De lo contrario, llamaré a seguridad —Harold se paró frente a Cierra y dijo fríamente.
—¿Quiere que me vaya?
Señor Bernard-Barton, ¿está equivocado?
—preguntó Kendra con incredulidad.
—Ustedes son los que están provocando problemas.
También son ustedes los que están haciendo alboroto aquí.
¿Por qué debería sacar a alguien?
—Harold continuó con actitud neutral.
No solo Kendra, sino también los invitados que observaban el espectáculo quedaron atónitos.

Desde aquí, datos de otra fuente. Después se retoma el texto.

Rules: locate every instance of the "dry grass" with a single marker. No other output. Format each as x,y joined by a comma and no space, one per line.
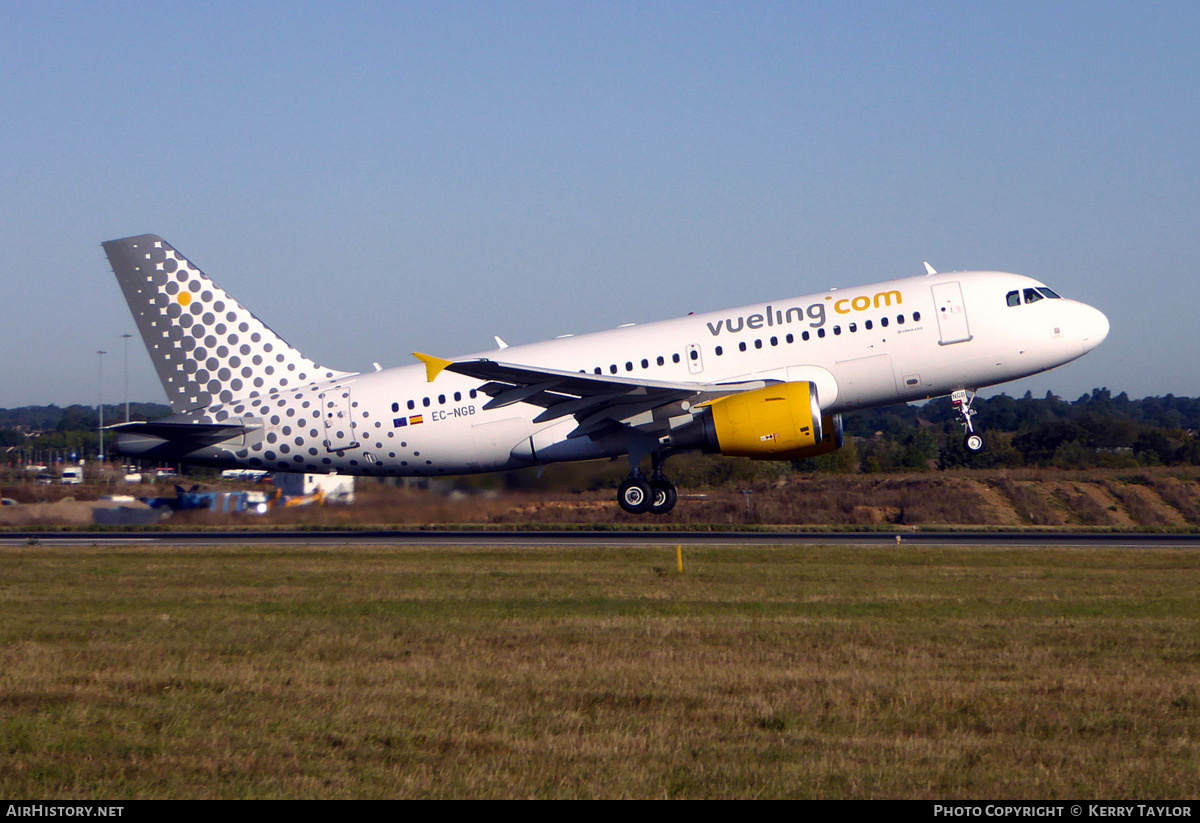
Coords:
1151,498
517,672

Después de todo, a quien le salpicaron vino tinto era la hija de la familia Riley.
Aunque la familia Riley no era una familia de alto nivel, tenían muchas industrias, y ahora estaban conectados con la familia Trevino.
En cuanto a la hija adoptiva que fue expulsada por la familia Boyle, ¿qué antecedentes podría tener?
¿Podría ser que el Sr.
Barton estuviera enojado con semejante mujer?
Pero Cierra estaba protegida.
Kendra no estaba dispuesta a ser expulsada así.
¡Era demasiado vergonzoso!
Apretó los dientes y dijo con rectitud:
—Puedo irme.
Después de todo, este asunto fue causado por mí.
Pero Cierra también hizo algo mal.
¡Solo dijimos unas pocas palabras y ella atacó directamente!
El significado de sus palabras era que el comportamiento de Cierra era aún más grave.
Ella podía abandonar el banquete, ¡y Cierra también debería salir!
Sorprendentemente, Cierra siguió sus palabras y dijo:
—Efectivamente, yo estaba equivocada.
No solo la gente a su alrededor, sino incluso Kendra la miró de repente.
—Ya que la Srta.
Boyle también piensa que está equivocada, ¿por qué no…
Antes de que el resto de las palabras salieran de su boca, fue interrumpida por Cierra con voz clara.
—Estaba equivocada, pero no creo que estuviera equivocada por la pelea.
Kendra quedó atónita, e incluso Harold la miró de reojo.
—Dije algo incorrecto.
No soy tus mayores.
Es vergonzoso tener una nieta como tú.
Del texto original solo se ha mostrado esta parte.